Let us look back at the last 20 years. Around 2011, we saw an increase in the tempo of Fulani herdsmen activities in this part of the world. They were invading areas, destroying property, burning houses, taking over villages and literally intimidating everybody. It is no longer news that there are Fulani militants in Nigeria. Some deadly Fulanis were not carrying cattle with them, but they were heavily armed. They were destroying villages and putting up some Islamic flags in white and green. They destroyed villages and took over villages till today. So the tempo of Fulani militia, Fulani militancy has increased almost exponentially over the years in the last two decades. So, today in Nigeria things have been taken over. And you begin to wonder, where were these people and what do they want? You don’t have your place in Nigeria, and you want to conquer people and take over their land and force them to come under your control. This is a big problem.

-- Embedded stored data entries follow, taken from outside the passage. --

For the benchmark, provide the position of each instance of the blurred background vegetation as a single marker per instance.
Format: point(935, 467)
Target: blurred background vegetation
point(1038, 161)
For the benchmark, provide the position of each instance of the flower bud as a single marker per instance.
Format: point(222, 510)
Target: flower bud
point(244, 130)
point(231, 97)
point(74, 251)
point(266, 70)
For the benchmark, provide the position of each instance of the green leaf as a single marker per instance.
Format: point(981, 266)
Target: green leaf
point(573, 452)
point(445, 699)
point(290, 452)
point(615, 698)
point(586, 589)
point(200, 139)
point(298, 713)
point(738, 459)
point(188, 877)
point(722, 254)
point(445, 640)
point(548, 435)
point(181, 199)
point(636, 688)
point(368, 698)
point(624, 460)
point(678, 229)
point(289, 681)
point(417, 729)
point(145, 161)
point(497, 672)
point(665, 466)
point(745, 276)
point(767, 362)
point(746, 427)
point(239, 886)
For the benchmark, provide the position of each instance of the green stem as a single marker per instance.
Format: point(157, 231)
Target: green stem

I dare say that Northern Nigeria has become the problem of Nigeria, because they have allowed this kind of situation to grow without any attempt to contain it or to reduce its impact. The Northern leadership has paid little attention to the impact of ethnicity and religious intolerance in Nigeria. They have kept quiet and just simply watched while this thing goes on. I feel that if the Federal Government really wants to control this country, they should pay more attention to this issue of ethnicity and religion in Northern Nigeria. You know, we did not see it early enough. The Jihadists have had this in their mind for a long time, since the advent of Usman Dan Fodio in 1804. But even when the Jihadists were defeated by Lord Lugard in March 1903, the structures were left intact, and they have continued to wage this war quietly. Nigerians didn’t pay enough attention. We probably would not have known the extent of this problem without the advent of social media, because now they come out openly and tell us that, “you are our slaves. This land belongs to us. We can kill you.” How do you build a country as diverse as Nigeria with over 300 tribes, many religions, and you say, ‘If you are not practicing my kind of religion, then I’m free to kill you. You are an infidel”? That cannot keep Nigeria one. That cannot build a strong Nigeria, and we cannot build a strong country by deceiving the people.
We can only build a country when we are united, focused, and know that we have a stake in it, not when some people can wake up any time of the day and claim that it is their forefathers’ property. We didn’t know this at independence. Every day you see a group of people who wake up and say, “we want to control your life. We must control your life. If you don’t do what we want, we kill you.” That is not a country. The impression out there is that insecurity in the North is being fuelled by poverty and underdevelopment, if that is true, who do we blame?
The Nigerian political class appears to be insensitive to the profound moral collapse amid widespread suffering in the country. Nigerian politicians are fond of celebrating and focussing on electoral ambitions while ordinary citizens grapple with insecurity, hunger, unemployment and poverty. Nigeria resembles a nation at war with itself, not through declared conflict, but via routine deaths from banditry, kidnapping, terrorism and institutional neglect.
When you look at what is happening in the country literally and metaphorically, you will see that while citizens continue to bury their dead the political actors are dancing at rallies, celebrating and making defections. The contrast between elite comfort and popular misery reveals a deep moral fracture in the Nigerian polity. It is worth of note that the state has abdicated its core responsibility which is the protection of life and property but leading the entire nation to a breach of the social contract. Hunger is not a natural disaster but it is a policy outcome. A political class that remains festive amid mass hunger demonstrates institutionalized insensitivity which is a condition where suffering no longer registers as a policy emergency.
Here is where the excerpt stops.